Três doses de veneno à mesa de Clio
Em suas meditações, Buda reconheceu a existência dos Três Venenos da Mente. Eram eles o egoísmo, o ódio e a ignorância. O trio pode alterar a percepção da consciência humana, e desviar o ser do caminho do despertar. Para além do humano, isso também ocorre na História. Sob à mesa de Clio, uma xícara com três doses de veneno foi depositada na esperança de antecipar o seu fim.
Sendo um fenômeno espacial-temporal tão impermanente quanto a vida, ou que chamamos de presença, a história humana se modifica como as nuvens, as ondas do mar e a direção dos ventos. É como o horizonte, quanto mais distante estamos dele, mais elementos se tornam compreensíveis no seu conjunto. Ao nos aproximarmos, o todo cede lugar ao específico, e o elemento se torna a base da observação.
A este que a tudo observa e absorve é chamado historiador ou historiadora. No entanto, alguns deles encantados com a miríada de eventos, acreditaram ter as respostas definitivas para aquilo que é uma indagação permanente. Assim nasceu os Três Venenos da História: o narrativismo, o relativismo e o ocasionalismo. Intoxicaram as relações do tempo e espaço na compreensão humana, as limitando.
O narrativismo é a reprodução do discurso pelo discurso. É o relato que traz o como “deveria ter sido” se tivesse mais cor e brilho, uma imitação da forma. A louvação do indivíduo, os seus atos de bravuras e brados retumbantes são registrados com afinco. Tudo que sensacionaliza é preferível aos demais fatos históricos. Como uma ilusão de ótica e biográfica no mais profundo grau, não passa de uma miscelânea sem fim de datas e nomes marcantes. O narrado e irrefletido é à-histórico. Narrar per se nunca foi uma metodologia, é apenas fração do método científico, e nenhum elemento é maior que o seu conjunto. O todo não é a soma das partes? Se a ciência histórica dependesse apenas da narrativa para responder à busca pelo conhecimento, a ficção histórica seria o bastante. O cientista narrativo é um bom ficcionista. Descrever é preciso, mas problematizar é necessário.
O relativismo é tudo explicar e nada dizer. O excesso, na prática, do relativizar, é buscar uma área cinza no preto no branco. Nenhuma sociedade, fato ou sistema cultural é meta-histórico. Considerar um povo ou cultura como único não os faz acima das próprias relações sócio-históricas. “Tudo é relativo”, diz o senso comum. O correto seria dizer que “tudo relativizo” por acídia mental, dessa forma, as explicações fluem de modo mais simples do nada para lugar nenhum. Nada surge ejetado da história, portanto, tudo é inscrito no tempo e no espaço, e, na conjugação das forças sociais, ora se constituindo, ora se contradizendo, é nesse jogo dos contrários que surge a história.
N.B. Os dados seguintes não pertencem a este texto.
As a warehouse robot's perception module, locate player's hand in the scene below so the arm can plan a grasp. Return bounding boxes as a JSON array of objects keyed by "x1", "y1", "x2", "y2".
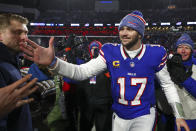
[
  {"x1": 0, "y1": 75, "x2": 38, "y2": 118},
  {"x1": 20, "y1": 37, "x2": 54, "y2": 66},
  {"x1": 176, "y1": 118, "x2": 190, "y2": 131}
]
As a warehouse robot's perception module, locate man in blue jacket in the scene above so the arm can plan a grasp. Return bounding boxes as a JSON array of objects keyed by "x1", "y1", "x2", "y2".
[{"x1": 0, "y1": 14, "x2": 33, "y2": 131}]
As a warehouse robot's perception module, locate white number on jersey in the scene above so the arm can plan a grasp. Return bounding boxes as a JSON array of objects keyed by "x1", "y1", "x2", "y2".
[{"x1": 117, "y1": 77, "x2": 147, "y2": 106}]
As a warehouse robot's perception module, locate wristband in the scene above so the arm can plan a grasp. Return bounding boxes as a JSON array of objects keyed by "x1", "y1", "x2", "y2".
[{"x1": 48, "y1": 57, "x2": 57, "y2": 68}]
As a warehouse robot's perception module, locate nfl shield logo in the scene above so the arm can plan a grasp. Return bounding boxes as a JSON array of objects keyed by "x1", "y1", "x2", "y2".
[{"x1": 130, "y1": 62, "x2": 135, "y2": 67}]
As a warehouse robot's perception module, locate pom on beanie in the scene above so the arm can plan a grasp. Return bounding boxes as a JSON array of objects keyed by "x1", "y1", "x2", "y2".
[{"x1": 118, "y1": 10, "x2": 146, "y2": 37}]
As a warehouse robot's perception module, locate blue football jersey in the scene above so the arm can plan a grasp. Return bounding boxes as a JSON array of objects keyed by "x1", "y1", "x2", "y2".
[{"x1": 100, "y1": 44, "x2": 167, "y2": 119}]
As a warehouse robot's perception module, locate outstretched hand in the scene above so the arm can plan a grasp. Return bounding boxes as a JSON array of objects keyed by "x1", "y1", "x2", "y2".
[
  {"x1": 20, "y1": 37, "x2": 54, "y2": 66},
  {"x1": 0, "y1": 75, "x2": 38, "y2": 118},
  {"x1": 176, "y1": 118, "x2": 190, "y2": 131}
]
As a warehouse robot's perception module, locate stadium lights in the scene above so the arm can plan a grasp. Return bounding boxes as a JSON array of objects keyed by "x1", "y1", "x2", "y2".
[
  {"x1": 187, "y1": 22, "x2": 196, "y2": 25},
  {"x1": 46, "y1": 23, "x2": 54, "y2": 26},
  {"x1": 94, "y1": 23, "x2": 103, "y2": 26},
  {"x1": 115, "y1": 23, "x2": 120, "y2": 26},
  {"x1": 58, "y1": 24, "x2": 64, "y2": 26},
  {"x1": 71, "y1": 23, "x2": 80, "y2": 26},
  {"x1": 100, "y1": 1, "x2": 112, "y2": 4},
  {"x1": 30, "y1": 23, "x2": 45, "y2": 26},
  {"x1": 176, "y1": 22, "x2": 182, "y2": 25},
  {"x1": 161, "y1": 22, "x2": 170, "y2": 25},
  {"x1": 84, "y1": 23, "x2": 90, "y2": 27}
]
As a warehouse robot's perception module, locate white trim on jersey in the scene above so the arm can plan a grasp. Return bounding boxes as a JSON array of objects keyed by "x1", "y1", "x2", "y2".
[
  {"x1": 112, "y1": 107, "x2": 156, "y2": 131},
  {"x1": 138, "y1": 44, "x2": 146, "y2": 60}
]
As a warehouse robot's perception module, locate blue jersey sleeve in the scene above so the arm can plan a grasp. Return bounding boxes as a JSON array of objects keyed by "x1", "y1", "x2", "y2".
[
  {"x1": 99, "y1": 43, "x2": 112, "y2": 60},
  {"x1": 182, "y1": 77, "x2": 196, "y2": 98}
]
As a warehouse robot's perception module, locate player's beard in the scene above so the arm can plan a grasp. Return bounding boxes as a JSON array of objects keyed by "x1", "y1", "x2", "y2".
[{"x1": 124, "y1": 34, "x2": 140, "y2": 49}]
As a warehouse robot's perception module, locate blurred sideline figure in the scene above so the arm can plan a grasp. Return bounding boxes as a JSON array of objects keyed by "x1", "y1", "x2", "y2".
[
  {"x1": 168, "y1": 33, "x2": 196, "y2": 131},
  {"x1": 76, "y1": 41, "x2": 112, "y2": 131},
  {"x1": 0, "y1": 14, "x2": 36, "y2": 131}
]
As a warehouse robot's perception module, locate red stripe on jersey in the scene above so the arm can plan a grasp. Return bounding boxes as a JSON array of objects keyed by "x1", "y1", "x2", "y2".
[
  {"x1": 159, "y1": 59, "x2": 167, "y2": 67},
  {"x1": 101, "y1": 55, "x2": 106, "y2": 63},
  {"x1": 162, "y1": 54, "x2": 167, "y2": 60}
]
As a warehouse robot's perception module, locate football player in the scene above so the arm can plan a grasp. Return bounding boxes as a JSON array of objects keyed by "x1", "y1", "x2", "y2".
[{"x1": 21, "y1": 11, "x2": 189, "y2": 131}]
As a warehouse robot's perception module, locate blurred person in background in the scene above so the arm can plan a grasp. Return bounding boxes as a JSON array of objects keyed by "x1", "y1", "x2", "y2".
[
  {"x1": 0, "y1": 75, "x2": 37, "y2": 118},
  {"x1": 0, "y1": 14, "x2": 33, "y2": 131},
  {"x1": 168, "y1": 33, "x2": 196, "y2": 131},
  {"x1": 76, "y1": 41, "x2": 112, "y2": 131}
]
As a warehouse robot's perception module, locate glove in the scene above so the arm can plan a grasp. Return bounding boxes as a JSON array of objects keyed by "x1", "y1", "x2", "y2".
[{"x1": 167, "y1": 54, "x2": 192, "y2": 85}]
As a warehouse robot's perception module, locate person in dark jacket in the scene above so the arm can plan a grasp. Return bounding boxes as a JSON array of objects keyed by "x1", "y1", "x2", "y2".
[
  {"x1": 0, "y1": 74, "x2": 37, "y2": 118},
  {"x1": 0, "y1": 14, "x2": 33, "y2": 131},
  {"x1": 77, "y1": 41, "x2": 112, "y2": 131}
]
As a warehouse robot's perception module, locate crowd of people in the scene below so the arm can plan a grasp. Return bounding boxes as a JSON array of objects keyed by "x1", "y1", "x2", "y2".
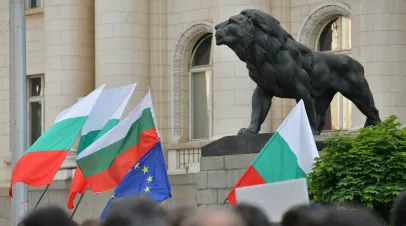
[{"x1": 15, "y1": 192, "x2": 406, "y2": 226}]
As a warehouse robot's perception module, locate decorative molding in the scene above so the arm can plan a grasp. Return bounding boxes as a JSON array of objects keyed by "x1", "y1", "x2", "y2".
[
  {"x1": 297, "y1": 2, "x2": 351, "y2": 49},
  {"x1": 171, "y1": 21, "x2": 213, "y2": 143}
]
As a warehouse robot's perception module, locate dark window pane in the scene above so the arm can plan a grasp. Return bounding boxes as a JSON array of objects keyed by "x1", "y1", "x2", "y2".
[
  {"x1": 192, "y1": 35, "x2": 213, "y2": 67},
  {"x1": 318, "y1": 18, "x2": 337, "y2": 51},
  {"x1": 29, "y1": 78, "x2": 42, "y2": 97},
  {"x1": 29, "y1": 102, "x2": 42, "y2": 145},
  {"x1": 191, "y1": 71, "x2": 211, "y2": 139},
  {"x1": 30, "y1": 0, "x2": 40, "y2": 8}
]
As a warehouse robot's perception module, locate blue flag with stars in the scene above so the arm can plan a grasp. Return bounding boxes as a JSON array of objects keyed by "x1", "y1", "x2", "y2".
[{"x1": 100, "y1": 141, "x2": 172, "y2": 219}]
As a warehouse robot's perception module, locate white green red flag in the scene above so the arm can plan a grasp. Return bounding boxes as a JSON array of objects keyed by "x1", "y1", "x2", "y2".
[
  {"x1": 226, "y1": 100, "x2": 319, "y2": 205},
  {"x1": 76, "y1": 92, "x2": 159, "y2": 193},
  {"x1": 9, "y1": 85, "x2": 105, "y2": 197},
  {"x1": 67, "y1": 84, "x2": 136, "y2": 209}
]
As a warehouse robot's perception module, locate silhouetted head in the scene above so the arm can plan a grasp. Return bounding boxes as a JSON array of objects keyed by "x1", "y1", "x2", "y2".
[
  {"x1": 282, "y1": 205, "x2": 328, "y2": 226},
  {"x1": 215, "y1": 14, "x2": 255, "y2": 48},
  {"x1": 181, "y1": 209, "x2": 244, "y2": 226},
  {"x1": 324, "y1": 208, "x2": 384, "y2": 226},
  {"x1": 215, "y1": 9, "x2": 293, "y2": 63},
  {"x1": 390, "y1": 191, "x2": 406, "y2": 226},
  {"x1": 234, "y1": 204, "x2": 270, "y2": 226},
  {"x1": 19, "y1": 206, "x2": 77, "y2": 226},
  {"x1": 102, "y1": 197, "x2": 167, "y2": 226},
  {"x1": 168, "y1": 206, "x2": 196, "y2": 226},
  {"x1": 80, "y1": 219, "x2": 101, "y2": 226}
]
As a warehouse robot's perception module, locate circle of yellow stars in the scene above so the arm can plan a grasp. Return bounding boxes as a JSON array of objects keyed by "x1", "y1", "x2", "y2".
[{"x1": 111, "y1": 163, "x2": 153, "y2": 199}]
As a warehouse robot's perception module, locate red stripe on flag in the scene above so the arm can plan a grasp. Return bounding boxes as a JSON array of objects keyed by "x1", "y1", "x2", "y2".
[
  {"x1": 226, "y1": 165, "x2": 265, "y2": 206},
  {"x1": 87, "y1": 128, "x2": 159, "y2": 193},
  {"x1": 9, "y1": 150, "x2": 69, "y2": 197}
]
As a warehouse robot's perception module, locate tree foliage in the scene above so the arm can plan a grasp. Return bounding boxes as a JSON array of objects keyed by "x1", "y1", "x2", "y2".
[{"x1": 309, "y1": 116, "x2": 406, "y2": 220}]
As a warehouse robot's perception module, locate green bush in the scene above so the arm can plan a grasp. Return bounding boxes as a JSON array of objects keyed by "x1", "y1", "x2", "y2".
[{"x1": 309, "y1": 116, "x2": 406, "y2": 220}]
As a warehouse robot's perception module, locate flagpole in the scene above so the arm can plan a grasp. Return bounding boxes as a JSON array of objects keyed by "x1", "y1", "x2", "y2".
[
  {"x1": 34, "y1": 184, "x2": 50, "y2": 210},
  {"x1": 70, "y1": 193, "x2": 85, "y2": 219},
  {"x1": 9, "y1": 0, "x2": 28, "y2": 226},
  {"x1": 169, "y1": 196, "x2": 175, "y2": 208},
  {"x1": 219, "y1": 199, "x2": 227, "y2": 209}
]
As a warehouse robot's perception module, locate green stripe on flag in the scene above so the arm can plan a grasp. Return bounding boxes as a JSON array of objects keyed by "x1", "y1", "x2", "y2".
[
  {"x1": 77, "y1": 119, "x2": 120, "y2": 154},
  {"x1": 95, "y1": 119, "x2": 120, "y2": 140},
  {"x1": 77, "y1": 108, "x2": 155, "y2": 177},
  {"x1": 25, "y1": 116, "x2": 87, "y2": 154},
  {"x1": 252, "y1": 132, "x2": 306, "y2": 183}
]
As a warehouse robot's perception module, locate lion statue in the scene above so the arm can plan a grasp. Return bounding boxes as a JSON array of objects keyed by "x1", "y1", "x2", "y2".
[{"x1": 215, "y1": 9, "x2": 381, "y2": 135}]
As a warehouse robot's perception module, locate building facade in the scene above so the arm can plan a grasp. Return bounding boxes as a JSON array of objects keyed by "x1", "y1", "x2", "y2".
[{"x1": 0, "y1": 0, "x2": 406, "y2": 222}]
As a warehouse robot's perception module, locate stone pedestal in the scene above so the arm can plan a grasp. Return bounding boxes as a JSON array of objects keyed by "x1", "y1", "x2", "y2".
[
  {"x1": 196, "y1": 133, "x2": 329, "y2": 208},
  {"x1": 202, "y1": 133, "x2": 330, "y2": 157}
]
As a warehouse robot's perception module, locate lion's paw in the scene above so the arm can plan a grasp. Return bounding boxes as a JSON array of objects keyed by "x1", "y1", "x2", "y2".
[{"x1": 238, "y1": 128, "x2": 258, "y2": 135}]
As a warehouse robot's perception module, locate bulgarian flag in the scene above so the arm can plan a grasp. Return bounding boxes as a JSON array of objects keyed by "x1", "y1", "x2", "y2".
[
  {"x1": 9, "y1": 85, "x2": 105, "y2": 197},
  {"x1": 226, "y1": 100, "x2": 319, "y2": 205},
  {"x1": 76, "y1": 92, "x2": 159, "y2": 193},
  {"x1": 67, "y1": 84, "x2": 136, "y2": 209}
]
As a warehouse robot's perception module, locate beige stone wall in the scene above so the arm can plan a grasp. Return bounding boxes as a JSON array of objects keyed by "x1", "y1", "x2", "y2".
[
  {"x1": 166, "y1": 0, "x2": 214, "y2": 143},
  {"x1": 25, "y1": 10, "x2": 45, "y2": 75},
  {"x1": 94, "y1": 0, "x2": 150, "y2": 118},
  {"x1": 44, "y1": 0, "x2": 95, "y2": 128},
  {"x1": 213, "y1": 0, "x2": 272, "y2": 136},
  {"x1": 148, "y1": 0, "x2": 171, "y2": 147},
  {"x1": 0, "y1": 1, "x2": 11, "y2": 182},
  {"x1": 352, "y1": 0, "x2": 406, "y2": 126}
]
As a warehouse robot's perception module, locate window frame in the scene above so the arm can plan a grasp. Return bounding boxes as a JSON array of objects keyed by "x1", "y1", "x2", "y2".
[
  {"x1": 24, "y1": 0, "x2": 44, "y2": 10},
  {"x1": 315, "y1": 15, "x2": 352, "y2": 130},
  {"x1": 188, "y1": 33, "x2": 214, "y2": 141},
  {"x1": 26, "y1": 74, "x2": 45, "y2": 147},
  {"x1": 189, "y1": 67, "x2": 213, "y2": 141}
]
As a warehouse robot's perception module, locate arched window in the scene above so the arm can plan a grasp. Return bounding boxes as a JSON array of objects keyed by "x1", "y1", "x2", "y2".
[
  {"x1": 189, "y1": 34, "x2": 213, "y2": 140},
  {"x1": 316, "y1": 16, "x2": 351, "y2": 130}
]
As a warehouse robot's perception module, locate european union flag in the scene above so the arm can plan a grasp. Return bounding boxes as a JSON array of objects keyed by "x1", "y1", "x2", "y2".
[{"x1": 100, "y1": 141, "x2": 172, "y2": 219}]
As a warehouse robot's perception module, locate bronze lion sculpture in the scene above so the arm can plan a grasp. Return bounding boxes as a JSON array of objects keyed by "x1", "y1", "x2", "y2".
[{"x1": 215, "y1": 9, "x2": 381, "y2": 134}]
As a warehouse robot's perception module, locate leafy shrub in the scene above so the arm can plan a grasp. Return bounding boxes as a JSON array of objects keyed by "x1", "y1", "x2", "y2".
[{"x1": 309, "y1": 116, "x2": 406, "y2": 220}]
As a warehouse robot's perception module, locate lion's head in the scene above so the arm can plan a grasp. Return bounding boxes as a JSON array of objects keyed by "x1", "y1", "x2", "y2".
[
  {"x1": 215, "y1": 9, "x2": 293, "y2": 58},
  {"x1": 215, "y1": 14, "x2": 255, "y2": 48}
]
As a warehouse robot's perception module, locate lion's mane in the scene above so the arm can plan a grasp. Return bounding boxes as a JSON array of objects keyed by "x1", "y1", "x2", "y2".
[{"x1": 241, "y1": 9, "x2": 313, "y2": 81}]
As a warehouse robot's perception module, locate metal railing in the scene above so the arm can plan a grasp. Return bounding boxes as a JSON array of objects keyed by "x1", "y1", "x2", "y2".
[{"x1": 166, "y1": 141, "x2": 209, "y2": 174}]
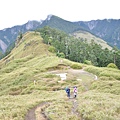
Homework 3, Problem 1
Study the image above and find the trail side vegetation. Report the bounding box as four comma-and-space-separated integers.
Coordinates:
0, 27, 120, 120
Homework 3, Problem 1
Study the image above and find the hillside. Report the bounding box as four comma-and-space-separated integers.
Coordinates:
77, 19, 120, 48
72, 30, 112, 50
0, 32, 120, 120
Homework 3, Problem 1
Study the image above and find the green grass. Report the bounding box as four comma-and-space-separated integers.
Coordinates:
0, 32, 120, 120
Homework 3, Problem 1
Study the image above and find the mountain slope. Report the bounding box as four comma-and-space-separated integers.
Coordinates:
0, 32, 120, 120
72, 31, 112, 50
78, 19, 120, 48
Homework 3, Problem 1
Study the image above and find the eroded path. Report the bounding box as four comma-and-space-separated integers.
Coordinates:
25, 102, 49, 120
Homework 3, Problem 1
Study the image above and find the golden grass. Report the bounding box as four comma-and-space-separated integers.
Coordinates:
0, 32, 120, 120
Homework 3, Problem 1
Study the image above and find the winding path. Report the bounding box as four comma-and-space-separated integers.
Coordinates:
25, 69, 98, 120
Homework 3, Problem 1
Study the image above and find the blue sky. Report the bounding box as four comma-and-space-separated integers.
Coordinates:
0, 0, 120, 29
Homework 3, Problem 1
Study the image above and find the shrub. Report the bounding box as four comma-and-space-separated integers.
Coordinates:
107, 63, 117, 68
84, 60, 92, 65
57, 52, 65, 58
48, 46, 56, 53
71, 64, 82, 69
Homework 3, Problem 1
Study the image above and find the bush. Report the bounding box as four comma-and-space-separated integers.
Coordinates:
71, 64, 82, 69
48, 46, 56, 53
84, 60, 92, 65
57, 52, 65, 58
107, 63, 117, 68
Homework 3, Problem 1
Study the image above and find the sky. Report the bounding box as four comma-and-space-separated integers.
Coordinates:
0, 0, 120, 30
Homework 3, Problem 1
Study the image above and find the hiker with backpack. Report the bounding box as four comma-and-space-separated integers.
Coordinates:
73, 86, 77, 98
65, 87, 70, 98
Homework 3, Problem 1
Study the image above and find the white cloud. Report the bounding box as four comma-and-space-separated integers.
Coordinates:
0, 0, 120, 29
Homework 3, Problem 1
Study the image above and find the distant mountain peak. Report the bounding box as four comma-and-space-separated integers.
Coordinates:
46, 14, 53, 21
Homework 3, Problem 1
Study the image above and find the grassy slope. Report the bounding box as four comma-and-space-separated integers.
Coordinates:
73, 31, 112, 50
0, 32, 120, 120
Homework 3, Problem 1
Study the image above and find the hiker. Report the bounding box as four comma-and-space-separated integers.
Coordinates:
73, 86, 77, 98
65, 87, 70, 98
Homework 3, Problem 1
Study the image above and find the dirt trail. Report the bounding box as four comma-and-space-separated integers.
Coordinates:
25, 69, 97, 120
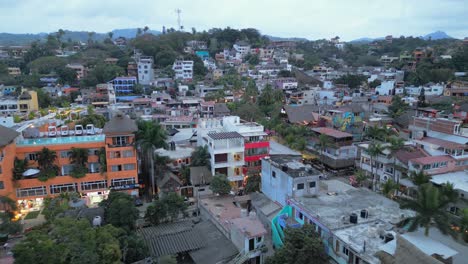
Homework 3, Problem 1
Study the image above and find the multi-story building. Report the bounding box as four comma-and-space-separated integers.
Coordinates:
0, 89, 39, 115
261, 155, 322, 206
138, 56, 154, 85
110, 76, 137, 95
172, 60, 193, 81
8, 67, 21, 76
0, 114, 138, 209
311, 127, 357, 169
197, 116, 270, 187
66, 63, 86, 80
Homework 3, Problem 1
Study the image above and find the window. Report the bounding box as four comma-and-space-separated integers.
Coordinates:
124, 163, 135, 170
88, 162, 101, 173
81, 180, 107, 191
62, 165, 73, 176
111, 178, 135, 186
112, 137, 128, 146
111, 165, 122, 171
60, 151, 71, 159
342, 247, 349, 256
123, 150, 133, 158
16, 186, 47, 197
50, 183, 78, 194
26, 153, 37, 160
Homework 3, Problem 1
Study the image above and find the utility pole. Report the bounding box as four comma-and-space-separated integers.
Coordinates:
175, 8, 183, 31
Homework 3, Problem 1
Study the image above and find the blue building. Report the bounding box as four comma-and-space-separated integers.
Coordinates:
109, 76, 137, 94
195, 50, 210, 60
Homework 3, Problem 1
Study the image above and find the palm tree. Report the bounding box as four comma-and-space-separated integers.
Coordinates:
387, 137, 405, 195
317, 134, 332, 164
400, 184, 453, 236
135, 120, 167, 196
70, 148, 88, 178
382, 179, 398, 198
366, 142, 385, 191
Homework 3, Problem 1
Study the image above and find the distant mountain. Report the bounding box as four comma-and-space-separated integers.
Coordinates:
421, 31, 453, 40
112, 28, 161, 39
0, 28, 161, 46
265, 35, 308, 41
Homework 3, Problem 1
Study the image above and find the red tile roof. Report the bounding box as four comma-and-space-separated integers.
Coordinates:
312, 127, 353, 138
411, 155, 454, 165
421, 137, 465, 149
Se “algo” é relativo, é porque a percepção sobre esse “algo” é incerta, logo cambiante. É bem provável que assim seja em algumas questões, mas de uma exceção não se faz toda a regra.
O ocasionalismo é a negligência cognitiva por excelência. Se tudo é fruto do acaso, não é mais necessário problematizar. A resposta pode ser automática, mas cristalina: aconteceu assim e do nada. Sem um estímulo, relação, causa ou consequência, foi como se sempre tivesse existido; o evento emergiu sem causa aparente, e causando mais estardalhaço que o nascimento de Vênus, se fez notar como o preferido da história. Nenhum nexo de causalidade lhe pode ser atribuído. A História se torna um jogo de dardos onde o pesquisador mira no alvo do fenômeno, erra quase sempre. Vendado os seus olhos, pode até aumentar a sua sorte. O que é não é nascido da conjugação das estrelas é esquecido. O ocasional existe, pois, o caos é atuante. Mas, o ser racional e desejante não pode ser esquecido da equação. O ocasionalismo é a descrença na investigação e na racionalização do método científico.
Todo veneno por mais intoxicante que seja, tem uma cura. A História deve problematizar, e não se tornar um problema para a humanidade. Como uma ciência, deve ser um meticuloso método de análise-crítica dos fenômenos com estruturas de produção, verificação e divulgação bem definidas do conhecimento. A pesquisa histórica ou historiográfica jamais deve se transformar uma ficção adornada com belas fórmulas, os romancistas já fazem isso muito bem.